Evidence to support Shen’s theory can be found on page 45 of Trump’s 1987 bestseller The Art of the Deal: “My style of deal-making is quite simple and straightforward. I aim very high, and then I just keep pushing and pushing and pushing to get what I’m after,” he writes, adding: “Sometimes I settle for less than I sought, but in most cases I still end up with what I want.”

Such is Trump’s apparent obsession with getting China to help him rein in North Korea, that even his new nickname for Kim Jong-un – “rocket man” – has reportedly been chosen with Beijing in mind.

“It translates clearly into Chinese,” one senior administration official told CNN White House correspondent Jim Acosta after Trump gave the moniker its latest airing at the UN’s headquarters in New York.

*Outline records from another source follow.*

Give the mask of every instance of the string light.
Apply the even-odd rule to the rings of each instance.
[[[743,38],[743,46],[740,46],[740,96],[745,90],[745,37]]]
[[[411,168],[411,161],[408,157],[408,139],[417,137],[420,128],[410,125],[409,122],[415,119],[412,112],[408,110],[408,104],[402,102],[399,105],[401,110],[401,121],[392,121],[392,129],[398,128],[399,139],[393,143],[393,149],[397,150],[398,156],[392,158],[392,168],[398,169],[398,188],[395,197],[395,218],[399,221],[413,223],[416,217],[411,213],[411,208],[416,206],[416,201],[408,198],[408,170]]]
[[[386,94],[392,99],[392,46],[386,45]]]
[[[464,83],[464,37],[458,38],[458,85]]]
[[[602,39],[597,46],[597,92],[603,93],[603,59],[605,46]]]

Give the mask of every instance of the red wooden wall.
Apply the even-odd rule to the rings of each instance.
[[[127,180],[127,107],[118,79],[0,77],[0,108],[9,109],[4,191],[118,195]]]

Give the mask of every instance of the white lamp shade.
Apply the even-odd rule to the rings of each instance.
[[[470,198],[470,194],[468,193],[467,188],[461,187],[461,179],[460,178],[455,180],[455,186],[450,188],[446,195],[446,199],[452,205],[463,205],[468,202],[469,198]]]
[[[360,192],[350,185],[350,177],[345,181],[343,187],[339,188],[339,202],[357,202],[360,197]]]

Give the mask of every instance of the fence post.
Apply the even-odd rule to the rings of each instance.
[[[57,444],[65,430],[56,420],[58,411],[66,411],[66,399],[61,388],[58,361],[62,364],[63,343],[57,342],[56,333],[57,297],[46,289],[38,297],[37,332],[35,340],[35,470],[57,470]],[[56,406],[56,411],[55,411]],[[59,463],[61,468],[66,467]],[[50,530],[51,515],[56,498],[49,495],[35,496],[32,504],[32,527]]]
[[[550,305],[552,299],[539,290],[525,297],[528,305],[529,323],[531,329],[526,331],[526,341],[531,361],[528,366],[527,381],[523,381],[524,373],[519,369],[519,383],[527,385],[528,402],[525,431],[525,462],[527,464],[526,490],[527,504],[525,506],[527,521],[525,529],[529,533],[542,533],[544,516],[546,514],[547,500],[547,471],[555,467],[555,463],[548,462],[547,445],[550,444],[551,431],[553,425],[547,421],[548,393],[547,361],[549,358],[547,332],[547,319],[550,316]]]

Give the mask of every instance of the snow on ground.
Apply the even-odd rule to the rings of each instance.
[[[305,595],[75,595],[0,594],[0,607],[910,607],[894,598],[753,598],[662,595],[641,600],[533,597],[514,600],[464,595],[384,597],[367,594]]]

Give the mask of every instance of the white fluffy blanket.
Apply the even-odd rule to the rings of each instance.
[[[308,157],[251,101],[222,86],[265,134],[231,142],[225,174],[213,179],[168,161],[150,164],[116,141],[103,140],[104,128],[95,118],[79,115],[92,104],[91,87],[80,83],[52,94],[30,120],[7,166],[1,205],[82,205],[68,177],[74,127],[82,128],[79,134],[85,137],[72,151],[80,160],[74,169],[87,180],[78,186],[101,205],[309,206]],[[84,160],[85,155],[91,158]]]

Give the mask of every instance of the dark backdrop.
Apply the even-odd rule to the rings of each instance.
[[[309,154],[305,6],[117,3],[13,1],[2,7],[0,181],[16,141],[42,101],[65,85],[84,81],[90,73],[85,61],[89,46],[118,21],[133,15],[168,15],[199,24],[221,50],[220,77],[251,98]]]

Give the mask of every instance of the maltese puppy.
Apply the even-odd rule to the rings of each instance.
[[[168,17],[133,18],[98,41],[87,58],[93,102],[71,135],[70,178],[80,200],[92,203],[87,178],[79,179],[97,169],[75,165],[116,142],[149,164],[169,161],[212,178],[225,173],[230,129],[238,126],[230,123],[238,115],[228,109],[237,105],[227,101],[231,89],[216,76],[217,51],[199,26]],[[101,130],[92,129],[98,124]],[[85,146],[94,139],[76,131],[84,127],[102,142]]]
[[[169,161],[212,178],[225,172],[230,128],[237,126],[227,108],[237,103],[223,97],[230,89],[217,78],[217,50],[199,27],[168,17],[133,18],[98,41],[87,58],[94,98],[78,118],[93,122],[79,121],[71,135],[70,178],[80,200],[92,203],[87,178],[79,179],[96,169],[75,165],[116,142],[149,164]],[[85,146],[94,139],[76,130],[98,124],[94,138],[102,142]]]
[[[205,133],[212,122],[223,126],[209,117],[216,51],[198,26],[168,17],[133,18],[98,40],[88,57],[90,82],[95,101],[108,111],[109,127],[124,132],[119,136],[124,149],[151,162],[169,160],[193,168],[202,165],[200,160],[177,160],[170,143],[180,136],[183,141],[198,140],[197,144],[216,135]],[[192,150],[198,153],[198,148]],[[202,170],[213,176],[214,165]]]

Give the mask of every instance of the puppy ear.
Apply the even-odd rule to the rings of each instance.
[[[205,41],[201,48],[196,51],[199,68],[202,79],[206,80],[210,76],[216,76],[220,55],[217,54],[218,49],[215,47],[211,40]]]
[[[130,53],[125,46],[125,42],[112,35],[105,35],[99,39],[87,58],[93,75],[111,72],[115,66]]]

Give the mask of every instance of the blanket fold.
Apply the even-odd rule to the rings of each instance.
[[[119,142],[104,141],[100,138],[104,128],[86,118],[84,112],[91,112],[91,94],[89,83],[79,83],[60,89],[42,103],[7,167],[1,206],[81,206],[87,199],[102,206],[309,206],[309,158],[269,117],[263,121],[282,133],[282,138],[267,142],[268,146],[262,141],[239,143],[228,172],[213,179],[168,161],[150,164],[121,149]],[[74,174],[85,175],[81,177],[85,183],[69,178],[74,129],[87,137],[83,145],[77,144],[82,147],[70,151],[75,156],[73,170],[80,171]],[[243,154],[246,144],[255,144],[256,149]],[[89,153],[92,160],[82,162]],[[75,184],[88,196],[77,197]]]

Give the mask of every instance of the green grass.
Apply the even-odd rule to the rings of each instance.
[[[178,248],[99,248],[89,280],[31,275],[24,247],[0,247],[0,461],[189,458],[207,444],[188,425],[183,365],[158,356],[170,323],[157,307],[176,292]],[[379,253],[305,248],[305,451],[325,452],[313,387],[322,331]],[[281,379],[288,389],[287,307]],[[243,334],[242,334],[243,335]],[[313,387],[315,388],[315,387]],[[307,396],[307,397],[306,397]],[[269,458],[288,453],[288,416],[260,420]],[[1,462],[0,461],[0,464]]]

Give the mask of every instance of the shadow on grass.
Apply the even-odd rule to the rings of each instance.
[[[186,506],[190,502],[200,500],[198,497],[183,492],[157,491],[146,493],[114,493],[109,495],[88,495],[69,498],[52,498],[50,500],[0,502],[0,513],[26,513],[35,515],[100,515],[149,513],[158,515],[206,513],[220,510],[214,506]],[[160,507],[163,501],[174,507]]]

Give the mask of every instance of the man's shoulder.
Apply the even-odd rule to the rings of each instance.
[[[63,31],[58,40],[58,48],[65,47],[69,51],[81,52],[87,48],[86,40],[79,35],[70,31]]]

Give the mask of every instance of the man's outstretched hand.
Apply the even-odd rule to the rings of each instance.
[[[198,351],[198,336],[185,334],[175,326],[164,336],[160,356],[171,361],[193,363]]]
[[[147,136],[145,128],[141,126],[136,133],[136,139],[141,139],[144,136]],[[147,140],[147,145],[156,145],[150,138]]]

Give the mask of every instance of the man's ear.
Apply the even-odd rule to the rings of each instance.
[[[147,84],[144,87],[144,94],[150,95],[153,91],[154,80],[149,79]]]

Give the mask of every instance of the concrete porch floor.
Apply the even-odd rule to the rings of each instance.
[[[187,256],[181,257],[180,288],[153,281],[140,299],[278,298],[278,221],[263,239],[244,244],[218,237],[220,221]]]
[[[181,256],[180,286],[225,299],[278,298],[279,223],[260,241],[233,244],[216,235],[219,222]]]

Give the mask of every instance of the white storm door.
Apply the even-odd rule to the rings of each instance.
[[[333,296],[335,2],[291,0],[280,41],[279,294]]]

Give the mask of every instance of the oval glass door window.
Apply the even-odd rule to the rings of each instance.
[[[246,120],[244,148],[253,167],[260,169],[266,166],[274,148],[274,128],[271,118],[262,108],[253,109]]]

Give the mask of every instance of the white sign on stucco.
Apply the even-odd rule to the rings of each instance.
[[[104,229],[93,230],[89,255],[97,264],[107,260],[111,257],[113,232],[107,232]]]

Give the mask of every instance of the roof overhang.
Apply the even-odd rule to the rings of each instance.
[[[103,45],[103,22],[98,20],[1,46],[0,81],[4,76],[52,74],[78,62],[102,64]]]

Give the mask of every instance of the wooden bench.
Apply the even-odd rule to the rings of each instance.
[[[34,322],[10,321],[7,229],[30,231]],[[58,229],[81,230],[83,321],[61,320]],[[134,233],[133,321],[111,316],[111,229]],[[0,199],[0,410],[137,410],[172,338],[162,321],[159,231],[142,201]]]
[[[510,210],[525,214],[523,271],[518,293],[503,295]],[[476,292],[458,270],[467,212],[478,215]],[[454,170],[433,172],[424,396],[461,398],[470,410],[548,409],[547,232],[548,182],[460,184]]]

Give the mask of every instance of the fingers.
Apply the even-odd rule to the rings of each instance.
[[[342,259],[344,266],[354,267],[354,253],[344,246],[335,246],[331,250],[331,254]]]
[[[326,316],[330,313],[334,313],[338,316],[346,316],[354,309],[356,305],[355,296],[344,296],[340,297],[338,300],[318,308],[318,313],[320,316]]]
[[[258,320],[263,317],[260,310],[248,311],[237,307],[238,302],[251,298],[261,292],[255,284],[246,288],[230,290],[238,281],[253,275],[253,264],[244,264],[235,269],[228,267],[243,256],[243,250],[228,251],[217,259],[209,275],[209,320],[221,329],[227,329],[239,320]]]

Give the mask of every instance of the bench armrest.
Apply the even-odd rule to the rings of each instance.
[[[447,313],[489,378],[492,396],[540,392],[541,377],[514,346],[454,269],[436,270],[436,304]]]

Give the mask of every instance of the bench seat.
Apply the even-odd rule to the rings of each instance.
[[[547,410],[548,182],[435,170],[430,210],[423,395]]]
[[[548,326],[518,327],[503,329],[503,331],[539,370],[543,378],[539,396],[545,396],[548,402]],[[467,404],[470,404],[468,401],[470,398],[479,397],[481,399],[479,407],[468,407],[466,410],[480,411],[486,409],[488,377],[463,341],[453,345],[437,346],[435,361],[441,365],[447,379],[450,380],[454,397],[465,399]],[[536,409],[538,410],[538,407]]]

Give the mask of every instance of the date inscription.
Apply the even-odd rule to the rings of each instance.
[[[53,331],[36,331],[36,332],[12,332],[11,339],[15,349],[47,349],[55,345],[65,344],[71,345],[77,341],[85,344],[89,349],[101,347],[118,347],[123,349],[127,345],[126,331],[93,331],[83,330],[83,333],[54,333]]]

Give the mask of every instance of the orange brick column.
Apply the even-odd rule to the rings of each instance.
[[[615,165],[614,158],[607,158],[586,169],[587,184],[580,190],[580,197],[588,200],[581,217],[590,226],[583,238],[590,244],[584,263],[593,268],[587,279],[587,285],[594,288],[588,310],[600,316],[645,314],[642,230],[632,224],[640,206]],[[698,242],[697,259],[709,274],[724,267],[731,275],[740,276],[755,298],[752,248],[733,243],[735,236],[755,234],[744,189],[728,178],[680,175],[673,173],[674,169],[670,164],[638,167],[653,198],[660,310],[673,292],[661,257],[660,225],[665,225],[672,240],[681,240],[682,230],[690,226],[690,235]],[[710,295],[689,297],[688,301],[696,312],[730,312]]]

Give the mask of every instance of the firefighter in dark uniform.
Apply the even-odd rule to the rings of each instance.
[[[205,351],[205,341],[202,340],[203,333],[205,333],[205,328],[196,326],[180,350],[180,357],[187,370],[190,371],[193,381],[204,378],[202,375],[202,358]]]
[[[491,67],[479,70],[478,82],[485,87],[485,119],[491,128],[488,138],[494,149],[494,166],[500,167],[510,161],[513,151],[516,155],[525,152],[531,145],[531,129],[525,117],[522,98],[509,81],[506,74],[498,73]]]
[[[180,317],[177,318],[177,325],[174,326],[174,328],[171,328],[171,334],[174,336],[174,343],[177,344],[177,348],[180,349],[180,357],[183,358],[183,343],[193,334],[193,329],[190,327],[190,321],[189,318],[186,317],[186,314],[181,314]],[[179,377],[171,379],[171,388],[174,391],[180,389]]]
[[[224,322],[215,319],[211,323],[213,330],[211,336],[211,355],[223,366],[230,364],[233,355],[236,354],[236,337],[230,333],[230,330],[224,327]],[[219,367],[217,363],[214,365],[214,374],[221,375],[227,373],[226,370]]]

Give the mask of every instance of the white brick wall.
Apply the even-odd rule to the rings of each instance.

The nickname – which translates into “huojian ren” in Mandarin – appeared to have struck a chord on Chinese social media sites, although perhaps not in the way Trump had intended.

Such a cool name: ‘Rocket Man’. It makes Fatty Kim seem like a super hero.

Weibo user

“Such a cool name: ‘Rocket Man’,” one user of Weibo, China’s Twitter, wrote on Wednesday. “It makes Fatty Kim seem like a super hero.”

Glaser said Beijing’s ears would also have pricked up at Trump’s attack on countries that had “faithfully implemented socialism”.

“From the Soviet Union to Cuba to Venezuela, wherever true socialism or communism has been adopted, it has delivered anguish and devastation and failure. Those who preach the tenets of these discredited ideologies only contribute to the continued suffering of the people who live under these cruel systems,” he told the UN.

Those comments would fuel Chinese suspicions and anxieties that, despite reassurances from US secretary of state Rex Tillerson, Trump’s administration was indeed set on regime change in places such as North Korea, Glaser said.

“I think they will conclude that president Trump can potentially do something dangerous and that they have to be careful … I don’t think they rule out the possibility that he could actually launch a military strike.”

That, of course, may be precisely the point.